Vous me direz : Julia, t’es mignonne cocotte avec tes histoires de coeur mais quel rapport avec la parasha de la semaine ?
La sixième heure
Au début de notre relation, quand on essayait de trouver le bon rythme et la bonne fréquence, il avait pour habitude de me dire : « Si seulement les Hébreux avaient pu attendre quelques heures, Julia ! Juste quelques heures. » C’était sa manière biblique de me dire : « Relax, les bonnes choses prennent parfois un peu de temps à devenir. » Il faisait ainsi référence à la parasha de la semaine Ki Tissa qui raconte l’épisode tristement célèbre de la faute du Veau d’Or.

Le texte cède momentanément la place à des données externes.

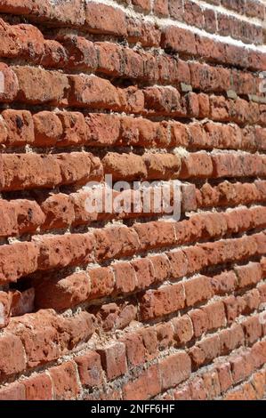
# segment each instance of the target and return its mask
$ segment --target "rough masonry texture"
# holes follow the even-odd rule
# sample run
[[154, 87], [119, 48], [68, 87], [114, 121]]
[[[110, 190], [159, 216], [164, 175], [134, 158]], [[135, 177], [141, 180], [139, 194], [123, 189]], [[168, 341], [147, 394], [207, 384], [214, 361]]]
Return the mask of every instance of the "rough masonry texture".
[[[0, 399], [265, 398], [265, 3], [0, 13]], [[105, 174], [180, 221], [88, 213]]]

Lorsque les Israélites virent que Moïse tardait à redescendre de la montagne, ils se réunirent auprès d’Aaron et lui dirent : « Allons, fabrique-nous un dieu qui marche devant nous, car nous ne savons pas ce qui est arrivé à ce Moïse, l’homme qui nous a fait sortir d’Egypte. » [1]
וַיַּ֣רְא הָעָ֔ם כִּֽי־בֹשֵׁ֥שׁ מֹשֶׁ֖ה לָרֶ֣דֶת מִן־הָהָ֑ר וַיִּקָּהֵ֨ל הָעָ֜ם עַֽל־אַהֲרֹ֗ן וַיֹּאמְר֤וּ אֵלָיו֙ ק֣וּם
(Exode 32 :1)
Violant allègrement le premier commandement de la Torah interdisant toute forme d’idolâtrie, le peuple exige d’Aaron, d’ériger un dieu fait avec l’or de leurs bijoux. Doute profond, insécurité affective, rupture, manque de confiance, renoncement à la foi, ingratitude, trahison et infidélité … tant de mots ont été utilisés pour décrire la symbolique très forte de cet épisode et les conséquences profondes sur la relation triangulaire entre le Peuple, Moïse et Dieu.
Selon les commentateurs, ce qui se passe au pied de cette montagne est un mélange de malentendu et de manipulation. Selon Rachi et le Tora Temima il ne faut pas lire le mot בֹשֵׁ֥שׁ comme bochéch (il tardait) mais comme baou chéch (la sixième heure était arrivée).[2] Lorsque Moise était monté sur la montagne, il avait annoncé : « Je serai de retour après 40 jours, dans les six premières heures ». Apparemment le peuple aurait compris que le jour du départ faisait partie du décompte; or, Moïse ne comptait que les jours complets (40 jours et 40 nuits). A la sixième heure du quarantième jour, le Satan serait descendu et aurait apporté un peu plus de confusion. Tiens tiens, Il n’est pas revenu votre leader, je parie qu’il est mort. A ces mots, les sceptiques du groupe auraient commencé une révolte et le reste aurait suivi. Le Ramban est plus clément: selon lui, realisant que Moïse ne revenait pas, le peuple aurait plus eu besoin d’un guide qui leur montrerait le chemin, que d’un dieu. En le voyant redescendre, ils auraient immédiatement laissé tomber leur nouveau maître.[3]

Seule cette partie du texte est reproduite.